Combattre la procrastination
La procrastination n’est pas un trait de personnalité, c’est un comportement. Pour l’enrayer, encore faut-il l’identifier. Comment peut-on combattre la procrastination ?
- Identifier les facteurs de risques : à quel moment et dans quelles circonstances procrastinons-nous ? Pour quelles raisons ? Quelles sont les émotions qui nous habitent ?
- Fractionner les tâches en les scindant en micro objectifs successifs, plus faciles à réaliser, prendre conscience des objectifs atteints, en se récompensant à chaque étape.
- Ne pas fixer la barre trop haute. On ne commence pas sa journée en voulant construire un mur. Il est préférable de poser une première brique aussi parfaitement que possible, puis la suivante. Cela engage dans l’action et donnera davantage envie d’achever … le mur !
- Identifier ce que l’on a à perdre à cause de son inaction. Nous devrions donc prendre le temps de visualiser les conséquences de notre inaction. Exemple : « Je ne vais pas payer ma contravention. Très bien, je vais donc recevoir un avis majoré. » Je vais devoir passer du temps à négocier une diminution de ce surcoût.
- Apprécier sa notion du temps. La question du temps est centrale dans la procrastination puisqu’on est toujours en retard. Les personnes concernées ont souvent un problème avec l’estimation du temps que peut prendre telle ou telle action, avec une franche tendance à en sous-estimer la durée nécessaire. Ainsi, l’action n’est pas ou mal effectuée, non parce que la tâche était trop difficile mais parce qu’on n’y a pas consacré assez de temps.

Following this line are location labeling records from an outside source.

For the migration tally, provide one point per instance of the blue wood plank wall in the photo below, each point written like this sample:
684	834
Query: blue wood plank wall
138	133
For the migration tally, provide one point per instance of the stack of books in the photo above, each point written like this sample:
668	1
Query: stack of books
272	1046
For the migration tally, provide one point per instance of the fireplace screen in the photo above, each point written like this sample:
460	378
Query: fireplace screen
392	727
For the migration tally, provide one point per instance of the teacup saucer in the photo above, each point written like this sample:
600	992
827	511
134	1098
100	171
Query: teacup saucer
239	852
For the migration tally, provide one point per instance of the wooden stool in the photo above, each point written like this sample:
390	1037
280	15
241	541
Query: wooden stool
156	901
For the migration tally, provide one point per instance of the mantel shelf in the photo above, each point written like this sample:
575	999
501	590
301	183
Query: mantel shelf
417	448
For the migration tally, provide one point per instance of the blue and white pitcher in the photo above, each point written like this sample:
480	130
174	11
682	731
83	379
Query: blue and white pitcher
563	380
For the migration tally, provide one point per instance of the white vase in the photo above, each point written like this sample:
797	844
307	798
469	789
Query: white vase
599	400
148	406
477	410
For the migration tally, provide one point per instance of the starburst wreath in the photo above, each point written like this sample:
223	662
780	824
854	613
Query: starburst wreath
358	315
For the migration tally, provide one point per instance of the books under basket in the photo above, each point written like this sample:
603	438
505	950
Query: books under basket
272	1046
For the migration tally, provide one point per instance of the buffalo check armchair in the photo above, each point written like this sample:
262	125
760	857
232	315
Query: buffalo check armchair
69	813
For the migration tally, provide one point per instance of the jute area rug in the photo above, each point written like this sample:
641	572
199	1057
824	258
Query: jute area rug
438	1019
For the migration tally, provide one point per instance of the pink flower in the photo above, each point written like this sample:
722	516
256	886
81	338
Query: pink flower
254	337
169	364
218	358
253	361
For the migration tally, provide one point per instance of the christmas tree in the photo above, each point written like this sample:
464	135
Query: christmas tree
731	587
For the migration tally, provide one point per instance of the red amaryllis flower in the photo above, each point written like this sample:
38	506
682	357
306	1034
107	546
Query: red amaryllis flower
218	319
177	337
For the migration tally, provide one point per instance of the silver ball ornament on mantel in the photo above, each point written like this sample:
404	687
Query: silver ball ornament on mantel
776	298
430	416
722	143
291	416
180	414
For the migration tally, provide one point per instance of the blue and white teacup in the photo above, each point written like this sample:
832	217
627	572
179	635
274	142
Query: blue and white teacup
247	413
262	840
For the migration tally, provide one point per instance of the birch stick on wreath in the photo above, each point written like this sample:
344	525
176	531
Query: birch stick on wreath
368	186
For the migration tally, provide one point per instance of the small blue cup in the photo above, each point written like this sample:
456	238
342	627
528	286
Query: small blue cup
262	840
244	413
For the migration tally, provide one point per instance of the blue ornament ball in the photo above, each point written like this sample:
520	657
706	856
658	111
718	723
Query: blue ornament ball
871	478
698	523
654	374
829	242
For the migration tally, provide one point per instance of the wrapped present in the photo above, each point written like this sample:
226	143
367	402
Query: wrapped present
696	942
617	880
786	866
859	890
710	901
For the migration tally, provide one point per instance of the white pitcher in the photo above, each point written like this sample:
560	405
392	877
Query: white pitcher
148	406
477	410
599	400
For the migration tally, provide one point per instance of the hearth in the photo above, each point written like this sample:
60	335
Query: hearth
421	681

- Déléguer. Il vaut mieux déléguer toutes les taches qui ne sont pas importantes, que les autres peuvent accomplir mieux que vous, qui coûtent trop en termes de ressources humaines et/ou matérielles.
- Limiter les distractions. Qu’il s’agisse de téléphone portable ou de toute autre situation pouvant affecter le niveau d’attention, comme les distracteurs, il est indispensable d’apprendre à savoir poser vos limites.
Conseils du coach
Nous fonctionnons tous différemment et peut-être qu’éradiquer complètement votre tendance à la procrastination n’est pas une priorité, sauf bien sûr si elle nuit à votre vie professionnelle, à votre travail en équipe ou à votre capacité à mener à bien vos projets.
La procrastination est une vicieuse tendance consistant à remettre les choses au lendemain. C’est un problème parce qu’elle provoque du stress dans notre vie, nous fait perdre du temps, culpabiliser ou manquer des opportunités et peut, parfois, nous faire vivre dans le regret.
- Priorisez, limitez vos activités et alternez celles qui sont « à plaisir immédiat » avec celles qui présentent le plus de difficultés.
- Segmentez les tâches en sous actions plus faciles à réaliser.
- Planifiez des séquences pendant lesquelles vous ne devez rien faire d’autre que la tâche prévue.
- Organisez vos activités en fonction des jours ou des horaires où vous êtes habituellement le plus productif.
- Passez en mode « urgence » quand les blocages résistent, en vous fixant vous-même un délai impératif à ne pas dépasser.